I am almost always delighted with any comment left after columns like this, because whether you agree with me or not, you’ve taken time to read what I have written and thought it merited a reply, which is usually (but I concede not always) a reasonable indication that I’m doing my job properly.

This week, however, it’s not just me who’d appreciate your thoughts. If you don’t know of him, Tobias Moers is the head of Mercedes-Benz’s AMG division. This means everything from the little 2-litre A45 AMG road car to the fire-spitting 6.2-litre SLS GT3 race car is down to him. I am sure he has many interests outside the industry, but whenever we sit down to talk, we always end up discussing two subjects: product engineering and racing. You’d like him.

Moers is also known as one of the most forthright executives which makes him good to interview because you’ll never get any flannel from him: he’ll either tell you what you want to know or he won’t, which in my book is fair enough. On one subject however, he is uncharacteristically unsure. Unsure to the extent that he asked if I could pose a question to any of you who might be interested and inclined to reply.

It is simply this: should he build a version of his new AMG GT supercar to compete in the GT4 category of racing?

The conversation took place at the New York Motor Show, after the tragic accident at the Nürburgring when a rival GT3 car lost control and left the track, killing a spectator, after which all such cars were temporarily banned until the best plan of action could be determined. As you may know, the GT3 cars have been reinstated, but with limits to the speeds they can reach in certain areas of the track.

I’m not going to say it was an accident waiting to happen, because that would be a trite and lazy observation made by someone not in full possession of the facts. However it is true that a front-line GT3 car is now a ferociously fast machine, quicker by some margin than the GTE cars that race at Le Mans.

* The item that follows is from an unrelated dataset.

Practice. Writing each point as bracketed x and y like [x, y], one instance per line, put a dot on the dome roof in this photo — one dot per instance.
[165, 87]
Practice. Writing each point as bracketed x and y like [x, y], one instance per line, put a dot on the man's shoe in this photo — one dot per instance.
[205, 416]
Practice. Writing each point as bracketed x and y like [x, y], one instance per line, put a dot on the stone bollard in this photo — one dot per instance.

It’s also true that GT3 racing has grown over many years now; what was once seen as a category for gentlemen drivers is now at the sharp end, populated by gimlet-eyed, hard-nosed professionals. And because they are capable of wringing the most out the cars, the cars are now being set up with them in mind, which is making them faster still.

So the question is whether GT4 is now going to provide fertile ground for those who still want to race sports cars, but find the heat (and expense) of competing at GT3 level all a bit much. A GT4 car is still a slick-shod, race-prepped competition car, but it has a near-enough standard engine, a tiny fraction of the downforce and depending on the model costs either a high five or a low six figure sum, instead of many hundreds of thousands of pounds, which is what you need for a competitive GT3 machine these days.

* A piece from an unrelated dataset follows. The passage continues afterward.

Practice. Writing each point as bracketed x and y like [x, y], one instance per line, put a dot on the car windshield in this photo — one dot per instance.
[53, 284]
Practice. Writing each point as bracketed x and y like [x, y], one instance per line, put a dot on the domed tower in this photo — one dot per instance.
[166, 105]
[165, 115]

I think the category is in the ascendance. Aston Martin has built and sold over 100 GT4 specification V8 Vantages, Lotus has a GT4 Elise, Porsche recently launched a GT4 Cayman road car which is believed very soon to be spawning a race version, and now it is something Mercedes-Benz is considering very seriously indeed. I think it is approaching that critical mass point experienced by GT3 a while back where almost every sports car manufacturer there was suddenly realised their customers (and its bank balance) would be all the poorer without one.

For myself I can’t see the argument for AMG not doing a GT4 car. If Aston can sell plenty I can’t see why Mercedes, with a car as new, gorgeous and as state of the art as the GT cannot too. But I’m not the one being asked: that’s you. So any thoughts you may have on the subject will be gratefully received not just by me, but by AMG too.

While we’re on the subject of GT4 racing, I will be taking part in the Silverstone 24 Hours next weekend, driving a GT4 Vantage, sharing with Aston CEO Andy Palmer, Design Director Marek Reichman and Alice Powell, a 22-year-old hot shot who was the first and I believe remains the only woman to have scored points in GP3. It will be a voyage of discovery for all of us, but Andy in particular who raced for the first time last year.

This will be his maiden outing in one of his own cars, but has already proven quick and consistent in testing in both wet and dry conditions. Besides, I’ve done this race enough times to know that one person’s speed relative to another’s is nothing compared the team’s collective ability to stay out of trouble and still be there at the end. I have little doubt the car will do 24 hours without problem; the question is can we?